Four Alaska communities report incidents of viral meningitis

Posted: Sunday, October 19, 2003

ANCHORAGE - Cases of viral meningitis have been reported in four Alaska communities, state health officials said.

Four cases occurred in Fort Yukon, two in North Pole, two in Fairbanks and one in Eagle River.

Meningitis is inflammation of the brain and the spinal cord covering, and can be caused by viruses or bacteria.

Since the end of August, nine Alaskans have been hospitalized with symptoms of fever, moderate to severe headache, and a stiff neck. All were children between 2 months and 14 years of age, according to a bulletin issued last week by the state Section of Epidemiology.

The bulletin also pointed out that the viruses causing meningitis often were the same within a community, but different when comparing one community to another.

Dr. Marc Chimonas, with the Section of Epidemiology, said health officials have been hearing false reports that the cases were bacterial.

The bacterial form is much more deadly than the viral form and requires treatment with antibiotics.

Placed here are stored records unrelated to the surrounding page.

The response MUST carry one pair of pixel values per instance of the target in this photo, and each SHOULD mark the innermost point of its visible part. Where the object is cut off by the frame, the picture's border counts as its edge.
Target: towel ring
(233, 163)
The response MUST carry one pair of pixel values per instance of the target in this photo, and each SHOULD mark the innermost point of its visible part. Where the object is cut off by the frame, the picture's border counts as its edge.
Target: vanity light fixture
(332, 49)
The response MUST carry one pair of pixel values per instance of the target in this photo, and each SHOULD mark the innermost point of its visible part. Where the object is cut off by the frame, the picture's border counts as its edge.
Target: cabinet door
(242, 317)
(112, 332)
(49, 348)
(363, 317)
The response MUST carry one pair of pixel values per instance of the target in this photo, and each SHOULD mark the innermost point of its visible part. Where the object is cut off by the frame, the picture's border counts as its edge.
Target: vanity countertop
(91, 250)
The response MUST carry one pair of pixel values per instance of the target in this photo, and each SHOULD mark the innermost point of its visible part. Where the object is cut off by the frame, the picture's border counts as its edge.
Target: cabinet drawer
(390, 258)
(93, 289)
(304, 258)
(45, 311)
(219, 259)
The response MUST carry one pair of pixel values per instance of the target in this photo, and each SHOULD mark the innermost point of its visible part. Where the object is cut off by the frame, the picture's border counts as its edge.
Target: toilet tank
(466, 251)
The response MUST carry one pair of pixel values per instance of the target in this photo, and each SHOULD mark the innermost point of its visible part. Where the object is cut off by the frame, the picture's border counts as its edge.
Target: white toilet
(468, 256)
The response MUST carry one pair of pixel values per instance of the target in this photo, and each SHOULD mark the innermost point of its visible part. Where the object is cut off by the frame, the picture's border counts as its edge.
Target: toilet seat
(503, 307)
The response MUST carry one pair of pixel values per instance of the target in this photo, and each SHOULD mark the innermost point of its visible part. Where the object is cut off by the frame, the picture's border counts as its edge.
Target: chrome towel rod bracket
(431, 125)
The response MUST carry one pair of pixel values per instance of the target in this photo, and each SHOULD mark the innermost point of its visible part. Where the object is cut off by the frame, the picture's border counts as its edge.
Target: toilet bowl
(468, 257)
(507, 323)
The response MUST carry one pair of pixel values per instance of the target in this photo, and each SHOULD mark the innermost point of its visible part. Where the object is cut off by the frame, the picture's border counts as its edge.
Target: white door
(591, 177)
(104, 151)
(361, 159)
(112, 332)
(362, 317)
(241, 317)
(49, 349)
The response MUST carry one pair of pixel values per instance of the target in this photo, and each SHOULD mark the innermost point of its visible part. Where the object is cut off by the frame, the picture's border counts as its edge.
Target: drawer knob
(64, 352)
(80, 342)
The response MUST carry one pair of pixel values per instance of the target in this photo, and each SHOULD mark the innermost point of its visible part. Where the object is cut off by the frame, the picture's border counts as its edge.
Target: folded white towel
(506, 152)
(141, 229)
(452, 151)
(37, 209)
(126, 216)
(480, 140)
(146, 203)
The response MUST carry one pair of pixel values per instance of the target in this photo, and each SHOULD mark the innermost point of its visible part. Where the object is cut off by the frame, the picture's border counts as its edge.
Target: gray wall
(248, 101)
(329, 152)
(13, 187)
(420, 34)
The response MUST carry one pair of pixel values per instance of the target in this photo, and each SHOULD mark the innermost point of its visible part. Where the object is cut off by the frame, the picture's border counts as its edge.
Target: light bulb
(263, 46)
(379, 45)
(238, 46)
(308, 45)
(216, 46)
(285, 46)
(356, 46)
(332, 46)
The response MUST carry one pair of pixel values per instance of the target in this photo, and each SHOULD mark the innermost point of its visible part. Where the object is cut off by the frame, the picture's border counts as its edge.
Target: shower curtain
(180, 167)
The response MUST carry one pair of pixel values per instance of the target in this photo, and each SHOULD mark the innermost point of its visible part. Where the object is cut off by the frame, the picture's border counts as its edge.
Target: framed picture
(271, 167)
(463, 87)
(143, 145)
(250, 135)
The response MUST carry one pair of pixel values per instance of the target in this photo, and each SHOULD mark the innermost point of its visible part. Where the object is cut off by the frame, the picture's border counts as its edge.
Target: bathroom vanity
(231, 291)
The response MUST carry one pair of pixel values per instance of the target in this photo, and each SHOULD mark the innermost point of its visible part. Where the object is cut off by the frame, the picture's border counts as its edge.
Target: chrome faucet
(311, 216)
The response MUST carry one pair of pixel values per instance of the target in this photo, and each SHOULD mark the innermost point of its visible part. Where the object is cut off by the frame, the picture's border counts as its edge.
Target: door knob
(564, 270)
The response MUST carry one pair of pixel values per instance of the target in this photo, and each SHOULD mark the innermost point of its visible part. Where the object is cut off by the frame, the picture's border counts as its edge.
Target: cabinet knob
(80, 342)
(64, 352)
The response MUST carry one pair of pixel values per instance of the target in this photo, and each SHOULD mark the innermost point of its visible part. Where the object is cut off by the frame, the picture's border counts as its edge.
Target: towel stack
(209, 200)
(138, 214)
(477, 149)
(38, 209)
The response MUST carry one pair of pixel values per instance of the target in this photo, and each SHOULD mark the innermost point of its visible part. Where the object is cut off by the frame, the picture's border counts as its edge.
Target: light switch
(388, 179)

The viral form has no specific treatment, but hospitalization may be needed to administer intravenous fluid replacement and pain control.

Reports of viral meningitis are typical in Alaska this time of year, Chimonas said. In fall 2001, the state reported a viral meningitis outbreak involving 76 people, many of whom attended a camp in the Prince William Sound area.

In the latest cases, all of the children have recovered and can return to school, Chimonas said. There's no need to isolate a child with the illness, he said, because anyone has the potential of carrying viruses that cause viral meningitis.

Viruses can spread through contact with respiratory secretions, like saliva or nasal discharge, as well as feces. To prevent further spread, people should thoroughly wash their hands and disinfect objects that could be infected.